Life in Singapore went like clockwork.

People moved through the bustling city caught up in their own expensive lifestyles. Migrant domestic workers floated like shadows in private spaces holding together this affluent régime.

Living in an advanced and developed country like Singapore, it is possible to get caught up in the hustle and bustle and lose sight of what is happening around you. Sri Ranjini Mei Hua’s interest in humanities and her experience living abroad, along with her multi-cultural background, made her notice all the foreign workers around her. Ranjini knew what it meant to be a foreigner. She soon found out that many of these families did not even receive a minimum wage. It also came to her notice, that because migrant domestic workers lived within a private space (unlike other migrant workers), they worked 24/7 without a single day off.

Ranjini was moved.

Sri Ranjini Mei Hua

At this point Ranjini was working at Singapore Internet Research Centre, and while she was doing research for the company, she decided it was time to do something of her own. She wanted to explore how migrant workers sustained themselves and accessed social support in Singapore, one of the most expensive cities to live in. Knowing that her organization would only support an ICT-centered perspective of the issue, she “kinda married the two things”.

Ranjini focused on how migrant domestic workers used smartphones as a portal to access the outside world. Her proposal was approved, Ranjini got the grant to fund her research and finally submitted a research paper on “Social support through ICTs for migrant workers in Singapore” for publication.

After two long years, the paper was finally published. Between the submission and the publication, Ranjini lost faith in the academic system.

“The whole industry around academics is a little flawed, its metric is based on much you publish”.

She recognized that academics was more about personal “growth” and less about influencing. Discouraged over how academics reward intellectuals and researchers with no real-life influence, Ranjini sought a different platform. She realized what she needed was something that would reach the press quickly, and she resorted to opinion editorials.

Without any direct contact, Ranjini took a wild swing when she sent her first article, more as a concerned citizen and less as an academic. When they published her first article, Ranjini was surprised, she laughs saying “maybe people were sending in worse articles”. With time editorials began to recognize Ranjini due to her frequent submissions.

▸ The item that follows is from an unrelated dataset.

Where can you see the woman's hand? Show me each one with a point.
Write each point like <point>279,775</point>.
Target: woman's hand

But change wasn’t easy, articles were written but things never changed. Ranjini recalls:

“I was young and impatient and wanted to change things… wanted things to improve in terms of social policy.”

However, with time she learnt that writing to make change entails understanding what intimidates people, what moves them, reasons for resisting change, and most importantly putting yourself in their shoes.

It was around that time that a regulation was passed stating that the employer should not withhold the smartphone of the migrant domestic worker. But despite this regulation it was impossible to monitor the happenings within domestic spaces, and certain employers continued to withhold their employee’s smartphone. With the regulations and frequent articles, Indonesia and Philippines declared that if their citizens were not treated well, they would stop sending workers to Singapore. Over time Ranjini has published different articles in numerous journals/newspapers including Bangkok Post, South China Morning Post, and Jakarta Post.

In 2012 Ranjini chanced upon the CPRsouth conference and decided to send in a research paper. Singapore did not have the infrastructural issues and ICT dilemmas the other participants talked about. It was a small manageable country with “more phones than people”. To Ranjini this was all very new. It provided her with a channel to present issues in the region and collaborate with fellow researchers. After the 2012 CPRsouth conference she collaborated with Ibrahim Rohman, a participant from Indonesia, on an article about e-governance in Indonesia. In July 2015 it was published in The Jakarta Post.

Ranjini is currently a consumer insights and advisory manager in a private organization. At one point in life she believed that she needed to work in the social sector in order to influence and to create an impact. She no longer retains the beliefs of her younger self. Ranjini knows that despite working in the private sector she can still contribute to the policy decisions through social media and the press. She now works on research projects without organizational backing, often creating her own fundraisers, sometimes with NGOs or on her own as a Yoga instructor. She continues her struggle, to fight for the rights of women and marginalized communities.

“At the end of the day I’m not writing for my name. I’m writing for a collective voice of a marginalized group”.